Maybe the degree zero expectation that every writer has to manage is just this: "You're in good hands." It's a somewhat ineffable thing, but it's the reason I'm willing to stay with and sometimes even return to movies/books where I'm not immediately clear on what might be happening, where it's going or what it might ultimately mean.

And to me that's the difference between something like MEEK'S CUTOFF or this year's THE MASTER and works like 2001, THE EXTERMINATING ANGEL and BLUE VELVET. With a great art film, I may not know where it's going but somehow the film still does, and I can usually feel this even if I don't yet understand it.

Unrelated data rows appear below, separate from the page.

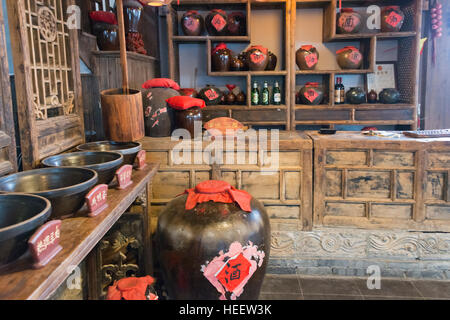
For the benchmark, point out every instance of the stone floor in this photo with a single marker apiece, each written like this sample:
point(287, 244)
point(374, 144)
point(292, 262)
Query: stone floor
point(298, 287)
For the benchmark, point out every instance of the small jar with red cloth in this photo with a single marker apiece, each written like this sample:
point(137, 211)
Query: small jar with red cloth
point(105, 28)
point(213, 242)
point(188, 113)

Which makes it extra tough sometimes to differentiate between successful and unsuccessful attempts at this kind of storytelling (as Matt's noted many times before). Does the audience not know what to expect because it's part of the experience of this particular film or because the film itself is failing?

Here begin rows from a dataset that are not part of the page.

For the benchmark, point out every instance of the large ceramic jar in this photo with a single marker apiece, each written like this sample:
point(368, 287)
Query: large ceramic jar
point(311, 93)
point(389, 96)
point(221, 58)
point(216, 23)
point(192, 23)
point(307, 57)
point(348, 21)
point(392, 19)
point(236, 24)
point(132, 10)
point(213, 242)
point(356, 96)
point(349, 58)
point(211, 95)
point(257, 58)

Anybody out there ever changed their mind about a film/book one way or the other on the "in good hands" vs. "pretentious pile of----" axis?

Matt Bird said...

This leads us into the next topic: opening sequences. The opening sequence of "Blue Velvet" prepares us for everything we're going to see afterwards: Life, death, pretty surfaces with dark predatory things lurking underneath:

http://www.youtube.com/watch?v=wDEzzFtrCTs

J.A. said...

j.s.- I constantly stick with art films that don't grab me at first due to a belief that there will be some payoff, that it will ultimately be a satisfying experience, or that there is some higher purpose to all this. Part of this is due to recommendations of people I trust, part is due to a filmmaker's reputation (neither of which help this discussion). And there's something else, some quality that's hard to put your finger on, but I think it is more directorial in nature. Pacing, lens choice, blocking... these types of things can put me at ease and convince me that there is some guiding intelligence behind a film, and that even if I don't fall in line with the script right away everything is happening for a reason. Again, directorial decisions. But art film audiences are far more forgiving, and films in that category seem to be able to delay that "oh, this is the film I'm watching" moment much longer than films aimed at a bigger market. Then again, I don't necessarily think it's all the audience. It's the cinematic language. If I see a film that is operating in a more conventional mode, and it doesn't give me something to work with in the first 10 minutes(or less), I'm done.

As to your initial question, two films I've seen semi-recently leap to mind, both of which manage to lay out the entire film in the very first shot. I know this is a screenwriting blog, but the first, the documentary SWEETGRASS, does it phenomenally well. I won't spoil it, but the first shot told me everything I needed to know about the film I was to see: it would be slow, meditative, sometimes seemingly purposeless and meandering... but there would be phenomenal pay-offs, almost magical moments throughout, and a sly sense of humor. The second film, MEMORIES OF MURDER, performed the same basic feat for me. In one shot it told me that this would be a film about things being hidden in plain view, of learning how to look, about misidentification and secrets. I would really love to know if that brilliant scene was in the script, or if Bong Joon-ho discovered it as he was shooting. It was such a deliberate and strange moment, it colored and enhanced my entire understanding about what came after. What could easily have been read and enjoyed as a basic detective story became much more thematically substantial for me because of that shot.

Have to agree about BLUE VELVET. The key to that film for me has always been the worms. It's a kind of Gothic preoccupation with what lies beneath the surface. It never felt to me like it was mocking the other world, just modifying our understanding of it.